First Real Vibe-Coding Experience
Genie vibe-coding Java JavaFX
Yesterday evening we had some friends over. The guy is a very experienced Java dev (15+ YOE), and we talked about dev stuff and, of course, AI and coding assistants. His company (a fairly large enterprise in Germany) had banned all use of AI. They’ve now backtracked a bit, but are still “looking into it and evaluating.”
I told him about my experiments with Claude Code. He was skeptical, but acknowledged that for some use cases these tools are a big help. But I got him curious. We had about an hour before they had to leave, so we grabbed some beers, my MacBook, and a use case he had in mind.
In Germany, there’s this thing in schools called Elternvertreter — each class must elect a parent rep and a deputy. It’s part of school law. The election is usually the most annoying part of the first parent meeting — if nobody volunteers, the meeting drags on until someone gives in. Been there, done that. 11 pm on a Tuesday.
The election must be fair, voluntary, and anonymous. Most teachers hand out slips of paper, tally the votes, and that’s it. But in six years of having school-aged kids, I’ve never seen real “competition.” Everyone’s just glad when someone steps up.
So, my friend imagined a simple desktop app: runs locally, no auth, lets parents vote turn by turn, and spits out a nice PDF you can send around.

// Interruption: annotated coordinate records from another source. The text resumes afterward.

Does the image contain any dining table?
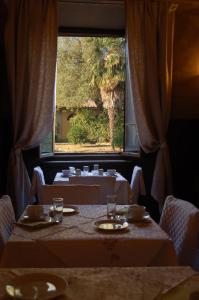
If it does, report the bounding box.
[0,205,177,267]
[0,266,199,300]
[53,172,132,204]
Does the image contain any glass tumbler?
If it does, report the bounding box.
[106,195,117,219]
[53,198,64,222]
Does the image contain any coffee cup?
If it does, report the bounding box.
[76,169,81,176]
[107,169,116,176]
[26,205,44,220]
[128,204,146,221]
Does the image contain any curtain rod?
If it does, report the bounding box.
[151,0,199,6]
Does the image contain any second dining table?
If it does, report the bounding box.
[1,205,177,267]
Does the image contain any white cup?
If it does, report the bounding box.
[62,170,70,177]
[83,166,89,174]
[128,204,146,221]
[69,167,75,174]
[53,198,64,222]
[99,169,104,176]
[26,205,44,220]
[107,169,116,176]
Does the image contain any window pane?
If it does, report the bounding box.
[54,37,125,152]
[40,132,53,155]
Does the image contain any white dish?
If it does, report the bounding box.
[63,205,79,215]
[127,211,151,222]
[95,220,128,232]
[50,205,79,216]
[16,217,59,230]
[20,215,47,223]
[5,273,68,300]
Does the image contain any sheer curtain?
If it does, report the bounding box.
[126,0,175,210]
[5,0,57,216]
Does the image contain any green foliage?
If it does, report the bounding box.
[56,37,125,146]
[67,110,109,144]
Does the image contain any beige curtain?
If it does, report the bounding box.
[126,0,175,209]
[5,0,57,216]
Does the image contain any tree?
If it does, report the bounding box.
[83,37,125,145]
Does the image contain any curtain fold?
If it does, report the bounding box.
[5,0,57,217]
[126,0,175,210]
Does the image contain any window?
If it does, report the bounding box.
[41,36,138,153]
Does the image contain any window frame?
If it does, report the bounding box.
[39,26,140,159]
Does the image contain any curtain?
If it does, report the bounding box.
[5,0,57,217]
[126,0,175,210]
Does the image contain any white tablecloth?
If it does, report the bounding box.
[0,267,199,300]
[53,172,132,204]
[1,205,177,267]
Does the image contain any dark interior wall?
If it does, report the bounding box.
[169,4,199,206]
[0,1,12,196]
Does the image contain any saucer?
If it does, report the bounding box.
[127,211,151,222]
[20,215,46,222]
[95,219,128,232]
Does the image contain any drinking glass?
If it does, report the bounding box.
[53,198,64,222]
[106,195,117,219]
[99,169,104,176]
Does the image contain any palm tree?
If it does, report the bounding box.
[83,37,125,145]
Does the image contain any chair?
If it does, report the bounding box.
[160,195,199,269]
[130,166,146,204]
[69,176,116,204]
[30,166,45,201]
[39,184,100,204]
[0,195,15,256]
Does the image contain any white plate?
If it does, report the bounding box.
[127,211,151,222]
[95,220,128,232]
[63,205,79,215]
[5,273,68,300]
[20,215,48,223]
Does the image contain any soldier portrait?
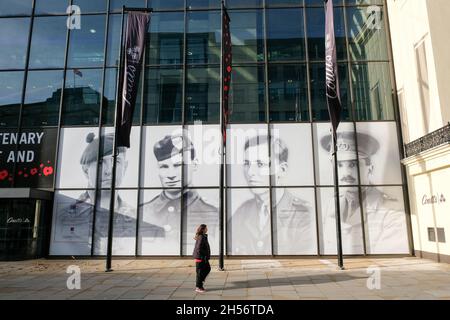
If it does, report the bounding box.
[140,132,219,254]
[54,133,142,255]
[320,131,408,254]
[228,135,316,255]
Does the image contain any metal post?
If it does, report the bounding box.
[333,132,344,270]
[106,6,125,272]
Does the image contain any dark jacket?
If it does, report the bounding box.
[192,234,211,260]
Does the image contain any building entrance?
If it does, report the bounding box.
[0,199,51,260]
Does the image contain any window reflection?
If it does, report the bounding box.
[22,71,63,127]
[187,11,221,63]
[0,0,33,16]
[352,62,395,120]
[62,69,102,125]
[269,65,309,121]
[0,72,23,127]
[230,67,266,123]
[30,17,67,68]
[0,18,30,69]
[186,68,220,123]
[347,7,388,60]
[68,15,105,67]
[229,10,264,63]
[144,68,183,124]
[147,12,184,64]
[267,9,305,61]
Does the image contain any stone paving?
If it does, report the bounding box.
[0,257,450,300]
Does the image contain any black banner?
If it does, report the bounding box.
[325,0,342,135]
[117,12,150,148]
[0,128,57,188]
[222,3,233,143]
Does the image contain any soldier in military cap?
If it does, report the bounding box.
[229,135,315,255]
[321,131,408,254]
[58,133,136,252]
[142,133,219,252]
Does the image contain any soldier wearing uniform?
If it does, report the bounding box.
[321,132,408,254]
[141,134,219,252]
[229,136,316,255]
[56,133,140,253]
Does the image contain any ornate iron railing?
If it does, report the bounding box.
[405,122,450,157]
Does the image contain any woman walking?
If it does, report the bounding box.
[193,224,211,293]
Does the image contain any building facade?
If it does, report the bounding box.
[388,0,450,262]
[0,0,413,257]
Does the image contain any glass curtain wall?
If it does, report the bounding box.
[0,0,409,256]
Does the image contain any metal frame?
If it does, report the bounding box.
[0,0,413,256]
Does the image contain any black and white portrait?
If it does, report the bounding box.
[139,127,219,255]
[52,128,139,255]
[319,125,408,254]
[228,128,316,255]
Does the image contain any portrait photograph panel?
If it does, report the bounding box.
[317,187,364,255]
[94,189,138,256]
[183,124,222,187]
[98,127,140,189]
[56,127,99,189]
[272,188,317,255]
[362,187,409,254]
[50,190,95,256]
[313,122,359,186]
[183,189,220,256]
[141,126,183,188]
[227,188,272,256]
[138,189,181,256]
[356,122,402,185]
[227,124,270,187]
[270,123,314,186]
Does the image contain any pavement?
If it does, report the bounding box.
[0,257,450,300]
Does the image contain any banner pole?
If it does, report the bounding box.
[106,6,125,272]
[219,1,226,271]
[333,130,344,270]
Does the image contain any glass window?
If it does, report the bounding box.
[229,10,264,63]
[267,8,305,61]
[186,67,220,123]
[0,18,30,69]
[138,190,181,255]
[144,68,183,124]
[266,0,303,7]
[0,0,33,16]
[72,0,108,13]
[352,62,395,120]
[102,68,143,126]
[347,6,388,60]
[0,72,23,127]
[186,0,220,9]
[306,7,347,60]
[35,0,70,14]
[310,63,351,121]
[62,69,102,125]
[22,71,63,127]
[226,0,263,7]
[68,15,105,67]
[187,11,221,63]
[272,188,317,255]
[147,0,184,10]
[30,17,67,68]
[109,0,146,12]
[269,64,309,121]
[227,188,272,255]
[230,67,266,123]
[147,12,184,64]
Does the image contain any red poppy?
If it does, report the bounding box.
[44,167,53,176]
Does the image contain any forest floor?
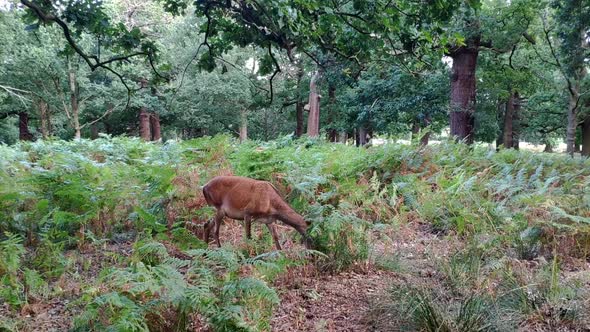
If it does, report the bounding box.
[0,221,590,332]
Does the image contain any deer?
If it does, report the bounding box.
[203,176,311,250]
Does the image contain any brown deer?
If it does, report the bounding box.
[203,176,311,250]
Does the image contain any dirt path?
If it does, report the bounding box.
[271,269,395,332]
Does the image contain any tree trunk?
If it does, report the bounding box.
[496,100,507,151]
[328,85,338,142]
[37,99,50,139]
[68,58,82,140]
[450,43,479,144]
[90,122,98,139]
[240,109,248,143]
[139,106,152,141]
[565,88,579,157]
[543,139,553,153]
[18,112,33,141]
[295,64,305,137]
[307,70,321,137]
[412,117,430,146]
[582,115,590,157]
[512,91,521,150]
[150,113,162,141]
[338,131,348,143]
[295,101,305,137]
[356,126,368,146]
[502,92,519,149]
[139,78,152,141]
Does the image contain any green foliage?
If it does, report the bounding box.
[0,136,590,331]
[75,242,278,331]
[0,233,26,306]
[309,211,369,271]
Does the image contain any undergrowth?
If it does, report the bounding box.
[0,136,590,331]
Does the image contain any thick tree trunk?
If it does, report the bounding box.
[90,122,98,139]
[356,126,368,146]
[307,70,321,137]
[512,91,521,150]
[139,78,152,141]
[139,107,152,141]
[543,139,553,153]
[240,109,248,143]
[496,100,506,151]
[18,112,33,141]
[338,131,348,143]
[68,58,82,140]
[502,93,514,149]
[295,64,305,137]
[582,115,590,157]
[295,101,305,137]
[328,85,338,142]
[565,89,579,157]
[450,47,478,144]
[37,99,51,139]
[150,113,162,141]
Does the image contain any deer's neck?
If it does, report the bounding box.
[277,204,307,235]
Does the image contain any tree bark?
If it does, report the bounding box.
[18,112,33,141]
[240,109,248,143]
[150,113,162,141]
[90,122,98,140]
[450,46,479,144]
[496,100,507,151]
[295,64,305,137]
[139,106,152,141]
[356,126,368,146]
[502,92,518,149]
[68,58,82,140]
[543,139,553,153]
[307,70,321,137]
[139,78,152,141]
[512,91,521,150]
[37,99,50,139]
[582,114,590,157]
[328,85,338,142]
[565,87,579,157]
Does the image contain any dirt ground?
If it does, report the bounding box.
[0,222,590,332]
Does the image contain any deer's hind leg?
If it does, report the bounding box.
[244,215,252,240]
[215,209,225,247]
[265,218,282,250]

Nothing fancy.
Long story short — I decided to vibe-code the app. I’ve got no real Java experience — my last touchpoint was 10+ years ago. No IDE set up, and we had just under an hour. I fired up Claude, wrote a quick CLAUDE.md (10 min), and off we went. Genie brainstormed JavaFX + SQLite — exactly what my friend had in mind.
10 minutes in, we had a version that compiled and started. Created a voting session, added parents, picked the “volunteers.” Kept adding functionality and testing. A few bugs and loose ends (buttons without function), but nothing serious. After 45 minutes, we had a working app — and I hadn’t even looked at the code. Just tossed in some refactoring rounds, auto-accepted all the Genie’s suggestions.
Pretty cool experiment, especially with a stack I don’t know and barely any time. Very different from my previous Genie experiments.
After our friends left, I kept playing around. Eventually looked into the code. I’m no Java expert, but structure, model, patterns — all looked “good enough” to me. I’ll drop a repo link in the comments — feel free to comment on it.
And yeah — my friend was seriously impressed!